Bertemu Seorang Teman
Tadi malam jadwal saya tidur di rumah sakit. Sebenarnya sejak kemarin sore mbah sudah diperbolehkan pulang, tetapi karena hari ini ada jadwal cuci darah, dengan pertimbangan meminimalisir mobilisasi mbah kesana kemari, akhirnya diputuskan mbah menginap satu malam lagi. Seperti biasa mbah masuk kamar paviliun, satu kamar yang isinya dua pasien. Kamar paviliun 2 ini sudah seperti rumah kedua bagi mbah, berkali-kali opname dan sering dapat kamar ini. Berkali-kali pula berganti teman sekamar. Biasanya mbah tidur di ranjang yang dekat dengan kamar mandi, dekat pula dengan dispenser dan sofa. Akhirnya terbiasa memonopoli area yang sebenarnya boleh diakses kedua keluarga pasien. Tapi opname yang kali ini mbah dapat ranjang yang dekat dengan pintu masuk. Jauh dari kamar mandi, sofa, dan dispenser. Tidak masalah. Malahan saya senang karena akhirnya bisa melihat dan mengalami rasanya jadi keluarga pasien yang kesulitan akses fasilitas kamar. Kemarin-kemarin kan keluarga kami yang memonopoli ruangan, sekarang keluarga kami yang mengalah. Kebetulan juga teman sekamar mbah adalah ibu-ibu lanjut usia yang juga punya keluarga besar. Alhasil di jam-jam besuk kamar jadi sangat ramai.
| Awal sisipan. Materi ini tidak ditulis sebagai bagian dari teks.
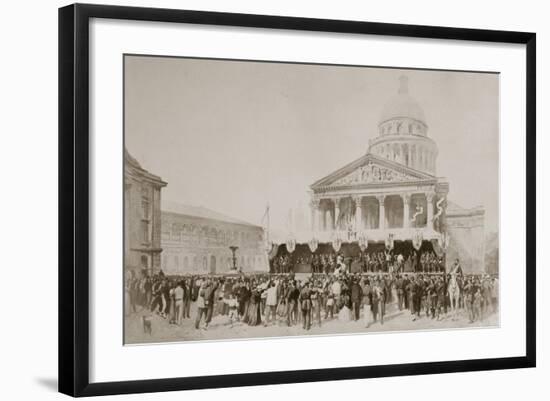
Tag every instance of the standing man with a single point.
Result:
(271, 304)
(305, 306)
(356, 297)
(179, 295)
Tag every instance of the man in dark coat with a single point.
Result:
(356, 298)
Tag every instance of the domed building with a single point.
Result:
(403, 133)
(392, 195)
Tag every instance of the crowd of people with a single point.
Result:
(366, 261)
(267, 299)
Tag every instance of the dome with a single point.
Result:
(402, 105)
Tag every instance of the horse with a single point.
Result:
(453, 290)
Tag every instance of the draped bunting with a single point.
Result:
(437, 248)
(313, 244)
(363, 242)
(290, 245)
(336, 244)
(417, 240)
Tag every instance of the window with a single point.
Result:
(144, 231)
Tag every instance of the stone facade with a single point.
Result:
(196, 241)
(393, 192)
(466, 228)
(142, 218)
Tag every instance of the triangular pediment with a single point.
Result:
(371, 169)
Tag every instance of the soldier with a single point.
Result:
(305, 306)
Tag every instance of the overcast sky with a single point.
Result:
(233, 136)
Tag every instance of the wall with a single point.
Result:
(190, 243)
(28, 159)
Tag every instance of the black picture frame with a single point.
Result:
(74, 194)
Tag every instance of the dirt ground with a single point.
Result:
(221, 329)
Semalam, sejak selesai solat maghrib saya dan mas memutuskan menyingkir, melipir ngobrol di teras depan kamar. Ada 4 deret kamar di blok paviliun. Saking seringnya berkunjung ke rumah sakit ini saya bahkan pernah mengalami masa-masanya dari satu deret blok paviliun penghuninya hanya mbah saja. Tapi sepertinya akhir-akhir ini banyak orang sakit, hampir semua kamar menyala dan di depan pintu berserak sendal dan sepatu. Salah satu kamar yang paling ramai sepatunya selain kamar mbah adalah kamar sebelah, paviliun 1. Meskipun begitu, dari pintu yang bolak balik dibuka anak-anak kecil saya bisa lihat kalau ranjang yang terpakai hanya 1, berarti ruangan tersebut hanya berisi 1 pasien. Setelah beberapa menit ngobrol sambil memerhatikan orang-orang lewat, saya melihat seorang teman yang memasuki kamar paviliun 1 itu. Saya bilang ke mas, tapi mas ternyata tidak mengenali orang itu. Saya mengenalinya. Beberapa menit kemudian, ketika dia keluar kamar, saya memanggil namanya, dan benar, dia menoleh.
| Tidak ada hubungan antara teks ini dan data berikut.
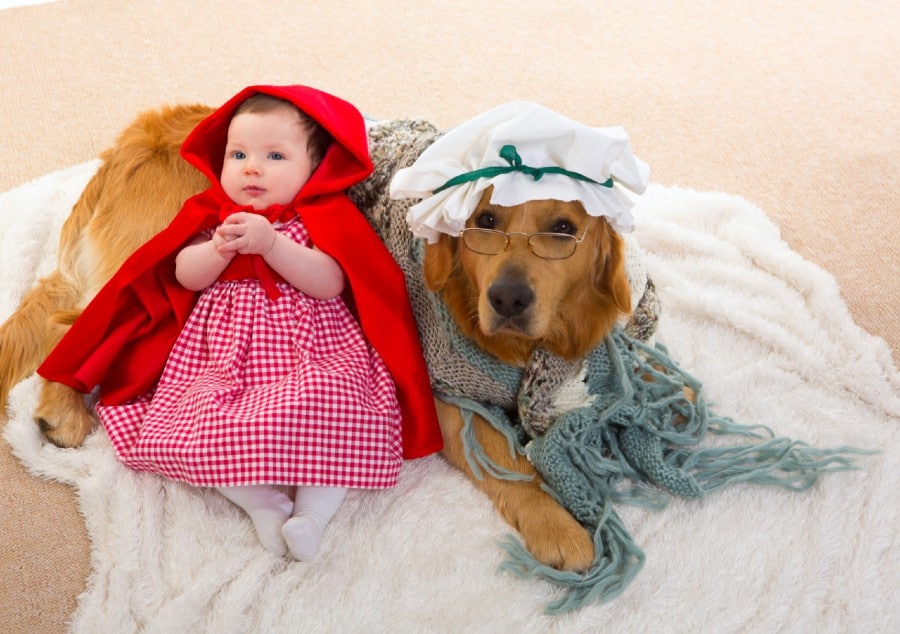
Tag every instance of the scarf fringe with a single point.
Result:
(636, 444)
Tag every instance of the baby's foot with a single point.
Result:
(303, 534)
(268, 519)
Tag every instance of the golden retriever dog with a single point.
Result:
(509, 303)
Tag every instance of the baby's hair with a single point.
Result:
(319, 138)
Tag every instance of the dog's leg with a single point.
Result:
(550, 532)
(62, 416)
(24, 337)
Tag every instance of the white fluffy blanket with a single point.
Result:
(765, 330)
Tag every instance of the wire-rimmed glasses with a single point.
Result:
(549, 246)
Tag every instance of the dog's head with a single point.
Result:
(515, 301)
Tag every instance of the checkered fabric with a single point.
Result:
(260, 391)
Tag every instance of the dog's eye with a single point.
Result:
(485, 220)
(563, 226)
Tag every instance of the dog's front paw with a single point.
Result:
(555, 538)
(62, 415)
Singkat cerita kami ngobrol di teras kamar. Dari hasil ngobrol singkat saya jadi tahu ternyata dia sedang menunggu ibunya yang sudah 14 tahun sakit stroke. Sebenarnya storkenya bukan masalah, toh dia dan keluarganya sudah terbiasa merawat sang ibu bertahun-tahun. Masalah bermula hanya dari sebuah luka lecet di pinggang sang ibu, yang karena stroke akhirnya samasekali tidak bisa mobilisasi. Dampaknya, lecet tersebut tidak kunjung sembuh dan malah meluas menjadi luka. Luka semakin lama semakin membesar dan berlubang di dalam. Hari ini, sang ibu dijadwalkan operasi penutupan luka. Kami membahas mulai dari alasan masing-masing berada di rumah sakit, sampai hujan deras dan banjir di Balikpapan. Mulai dari jadwal operasi ibunya dan hemodialisis mbah, sampai obrolan tentang kapan dan di mana terakhir kali kita bertemu sebelumnya.
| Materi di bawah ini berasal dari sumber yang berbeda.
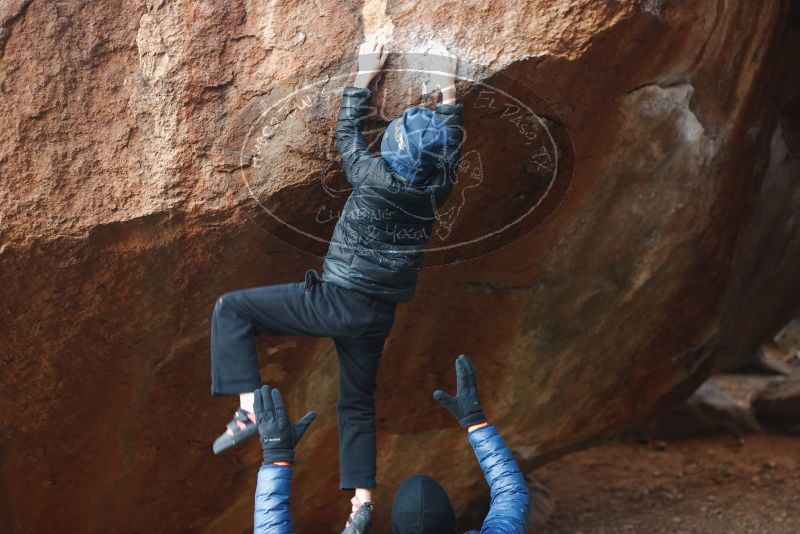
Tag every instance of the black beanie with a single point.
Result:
(421, 506)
Obrolan itu tidak berlangsung lama, tapi sudah cukup memberi saya banyak informasi tentang teman yang satu ini. Sejujurnya saya terkejut dengan fakta-fakta yang saya dapat, karena selama ini saya hanya mengenalnya sebagai vokalis dari band indie yang isi instagramnya juga lebih banyak seputar kegiatannya bermusik, cover lagu, mengisi undangan ngeband, dan hal-hal anak muda lainnya. Yang saya tahu tentang dia hanya sebatas dia yang di mana-mana memerhatikan penampilan, tipe boy band yang ramah dengan banyak orang, bersuara emas dengan gaya menyanyi yang sungguh menjiwai, dan saya pikir masih banyak rasa ingin bersenang-senangnya. Semua yang saya kenal tentang dia hanyalah permukaan, sampai semalam saya jadi tahu dia adalah anak bungsu yang merawat ibu dengan stroke 14 tahun lamanya, dia adalah saudara laki-laki yang harus berbagi tugas dengan saudara perempuannya karena ketika ibunya berada di rumah sakit, rumah mereka kebanjiran akibat hujan semalam suntuk. Semua yang saya kenal tentang dia hanyalah permukaan, dan semalam saya diperkenalkan lapisan lain tentang dia. Kita benar-benar tidak bisa menilai seseorang semata hanya dari sosial media, atau dari satu sisi hidupnya.